Derrière la jalousie





 « Compersion :  n.f.   sentiment éprouvé lorsqu'on se réjouit du bonheur d'autrui. (L'adjectif est compersif.) La compersion peut être rapprochée du concept bouddhiste de Muditā. »

« Muditā : (Pāli et Sanskrit: मुदिता) signifie la joie dans la philosophie bouddhiste ainsi que dans la philosophie hindoue. C'est plus précisément une joie sympathique, une joie bienveillante et altruiste qui se réjouit du bonheur et des succès des autres.
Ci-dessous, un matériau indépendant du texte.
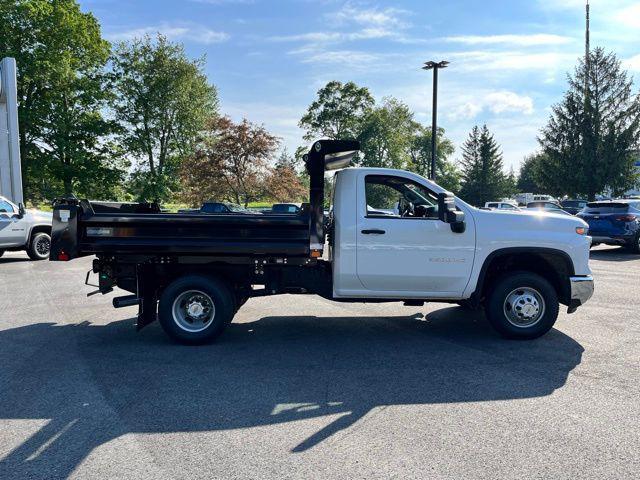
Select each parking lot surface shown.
[0,247,640,479]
C'est une joie sacrée qui trouve son délice dans le bien-être de son prochain plutôt que de nourrir des pensées envieuses et jalouses à son égard. On donne traditionnellement l'exemple des parents qui se réjouissent des progrès et du bonheur de leurs enfants pour illustrer ce qu'est Muditā. »










Derrière la jalousie et ses lattes orientables 
Rôdent, dans la pénombre, l'amertume et l'envie.
Le soleil incommode, par sa clarté superbe, 
Le jaloux ténébreux. La jalouse assombrie.
Derrière leurs persiennes, ils voient sans être vus 
Et ce qu'ils voient les blesse, et les met en colère. 
Et ils serrent les poings. 
Ils fomentent leur fiel.

Comme des prisonniers enserrés de murs clos, 
Les envieux étouffent. Ils pleurent mille morts.
Dehors, joyeux, solaires, des gens heureux s'émeuvent
Vivent, sourient, s'exclament 
Courent sur le gazon
Et du bonheur d'autrui se réjouissent fort
Et cette compersion rend les jaloux furieux.

Comme un tison brûlant 
Ou comme une araignée tapie dans leur poitrine
La venimeuse envie détruit leur coeur.
Ils meurent.
A petit feu, à coup de venin acéré,
Derrière la jalousie se terre une souffrance.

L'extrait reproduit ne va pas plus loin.